Paris la blanche ★★★☆

Rekia est kabyle. Quarante huit ans plus tôt son mari, Nour, est parti en France travailler dans le bâtiment. Chaque mois, il lui envoie, par son frère, un mandat. Mais les virements ont cessé depuis quatre ans. Inquiète, Rekia décide de prendre le bateau et de venir le chercher à Paris.

Paris la blanche débute par des plans sans dialogue où l’on voit Rekia préparer scrupuleusement sa valise, fermer sa maison, prendre le bus jusqu’à Alger puis embarquer. Alors qu’Alger la blanche est filmée en scope depuis le pont du navire, les mots Paris la blanche s’inscrivent sur l’écran. Ce titre paradoxal semble annoncer un renversement de perspective : comme si la capitale de la France allait avoir, pour cette Kabyle jamais sortie de son bled, le parfum exotique de la capitale algérienne pour les colons français du début du siècle dernier.

Mais qu’on ne s’y trompe pas.

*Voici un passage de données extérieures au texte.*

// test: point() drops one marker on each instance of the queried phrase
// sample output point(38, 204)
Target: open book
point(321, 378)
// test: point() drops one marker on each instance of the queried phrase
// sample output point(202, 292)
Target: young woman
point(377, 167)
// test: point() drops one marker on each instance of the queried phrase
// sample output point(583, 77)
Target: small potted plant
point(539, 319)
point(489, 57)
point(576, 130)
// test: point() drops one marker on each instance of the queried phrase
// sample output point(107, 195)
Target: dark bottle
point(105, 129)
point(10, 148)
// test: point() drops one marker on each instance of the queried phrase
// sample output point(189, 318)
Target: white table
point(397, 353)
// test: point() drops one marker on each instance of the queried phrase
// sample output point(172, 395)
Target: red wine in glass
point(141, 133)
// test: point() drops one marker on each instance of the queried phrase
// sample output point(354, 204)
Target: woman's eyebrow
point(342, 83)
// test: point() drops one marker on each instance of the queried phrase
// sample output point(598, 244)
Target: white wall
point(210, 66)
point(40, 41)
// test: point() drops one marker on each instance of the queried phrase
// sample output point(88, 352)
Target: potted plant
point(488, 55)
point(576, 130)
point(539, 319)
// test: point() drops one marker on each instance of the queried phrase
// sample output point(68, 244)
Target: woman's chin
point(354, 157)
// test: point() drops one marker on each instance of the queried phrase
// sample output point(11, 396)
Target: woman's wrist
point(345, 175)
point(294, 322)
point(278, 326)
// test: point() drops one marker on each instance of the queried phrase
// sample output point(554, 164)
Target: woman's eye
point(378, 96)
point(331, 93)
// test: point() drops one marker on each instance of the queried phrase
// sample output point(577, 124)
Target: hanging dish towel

Paris la blanche n’est pas un vague remake de La Vache, cette comédie tendre qui racontait l’an passé la traversée de la France par un Kabyle accompagnant sa bête au Salon de l’agriculture et, tel un Candide moderne, promenant son miroir au bord du chemin. Paris la blanche joue sur un autre registre : celui du drame familial, de l’exil, du déracinement, de l’attachement contrarié à la terre natale, de la fidélité d’une femme pour son mari et d’un mari pour sa femme.

Puisque l’affiche du film a la maladresse de le dévoiler, on peut le révéler : Rekia retrouvera Nour après plusieurs jours d’une quête stérile dans les rues de Paris où elle croisera le chemin de quelques Français aidants (formidable Karole Rocher). Le suspense du coup se déplace vers un double mystère : pour quelle raison Nour a-t-il laissé Rekia sans nouvelle ? Acceptera-t-il de reprendre avec elle le chemin du retour ?

Paris la blanche est un film d’une infinie douceur, illuminé du sourire tendre de Tassadit Mandi, figure moderne de Pénélope qui, lasse de tisser en attendant son époux, part à sa recherche. Dans ce film d’une heure vingt six seulement, beaucoup se dit sans mot, sans phrase inutile, sans surjeu inutilement démonstratif. Toutes les questions ne trouveront pas leurs réponses. Comme dans la vie. Tout simplement.